Assemble all your components and envision the pattern. The right kind of wood, the correct screws, wood glue, any hardware required. Characters, basic plot outline, a few ideas, world building. Lay the pieces of wood on top of each other according to the pattern or idea. Envision how they will fit together.
Pre-drill the holes. You should never just put the screws straight in. You could end up wasting wood, drilling screws in crooked, and causing uneven joints. Pre-drilling is your rough draft. Get everything lined up how you want it and create the general shape.
Start the screws. Go around to each hole and start the screws, tightening them 1/2 to 3/4 of the way in. Never tighten them all the way on the first try. That could result in uneven joints and make it so other holes won’t line up later. Your first round of editing should focus on large-scale issues like plot and character development. Begin fusing the overall structure of the story together and give it a solid foundation.
Tighten the screws. Tighten each screw fully one at a time, solidifying the structure of your piece. Read through your entire written work again, fixing smaller details this time, such as word choice, symbolism, and grammar.
Sand, paint, and decorate as needed. Perhaps your piece will be complete after you tighten the screws. Perhaps it just needs a little…something. Sanding, so it’s smooth and even. Painting, to give it a little color and pop. Don’t neglect this stage of writing, but don’t linger too long here, either. Too much sanding and your piece will become thin and brittle. Too much paint and it becomes gloppy.
Be finished. When the piece is done, leave it alone. Hang it on the wall. Give it to a friend. Be finished, and enjoy your creation. For writing, send it to agents, self-publish it, or share it with friends.
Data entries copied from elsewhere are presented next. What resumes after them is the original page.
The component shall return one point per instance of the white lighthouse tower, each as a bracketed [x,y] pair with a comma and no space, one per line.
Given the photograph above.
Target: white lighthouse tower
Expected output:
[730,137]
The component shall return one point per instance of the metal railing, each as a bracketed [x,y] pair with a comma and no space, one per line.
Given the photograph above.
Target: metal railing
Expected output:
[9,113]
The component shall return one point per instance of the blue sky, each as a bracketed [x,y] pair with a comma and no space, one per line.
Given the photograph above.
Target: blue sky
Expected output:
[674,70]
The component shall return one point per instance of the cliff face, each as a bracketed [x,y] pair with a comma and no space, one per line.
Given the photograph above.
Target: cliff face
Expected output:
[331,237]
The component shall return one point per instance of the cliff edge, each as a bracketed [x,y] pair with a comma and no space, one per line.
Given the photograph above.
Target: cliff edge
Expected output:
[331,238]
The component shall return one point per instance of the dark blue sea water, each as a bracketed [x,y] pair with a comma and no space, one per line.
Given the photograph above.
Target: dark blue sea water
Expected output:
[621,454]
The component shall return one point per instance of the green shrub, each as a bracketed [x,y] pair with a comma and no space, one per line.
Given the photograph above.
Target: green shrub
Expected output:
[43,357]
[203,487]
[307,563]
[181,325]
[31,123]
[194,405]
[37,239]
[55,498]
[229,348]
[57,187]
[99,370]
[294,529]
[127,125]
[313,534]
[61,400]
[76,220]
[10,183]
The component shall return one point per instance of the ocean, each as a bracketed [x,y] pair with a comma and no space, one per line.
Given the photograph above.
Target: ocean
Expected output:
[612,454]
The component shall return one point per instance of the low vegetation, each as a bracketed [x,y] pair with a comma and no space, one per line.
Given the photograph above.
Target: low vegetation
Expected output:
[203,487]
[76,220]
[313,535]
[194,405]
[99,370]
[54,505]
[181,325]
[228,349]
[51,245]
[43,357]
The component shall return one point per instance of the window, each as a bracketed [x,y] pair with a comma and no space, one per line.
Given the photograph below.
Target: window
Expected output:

This comparison also brings out the very practical, technical aspect of writing. Just about every writing advice book, blog post, or speech includes a small treatise denouncing the mystical intuitive storyteller myth and instead reinforcing the necessity of hard work and mental sweat, blood, and tears. It’s all true. Writing is WORK.
I am currently tightening the screws, sanding, and painting my final draft of Firestarter. At times I am tempted to skip ahead and be FINISHED. Other times I just want to sand more and more and quadruple check all of those screws. I’m close, though. After a really rough summer full of depression and self-doubt, I’m finally getting close.
Good luck to all of you writers and artists out there. Believe in yourself. Work HARD. And enjoy your creations.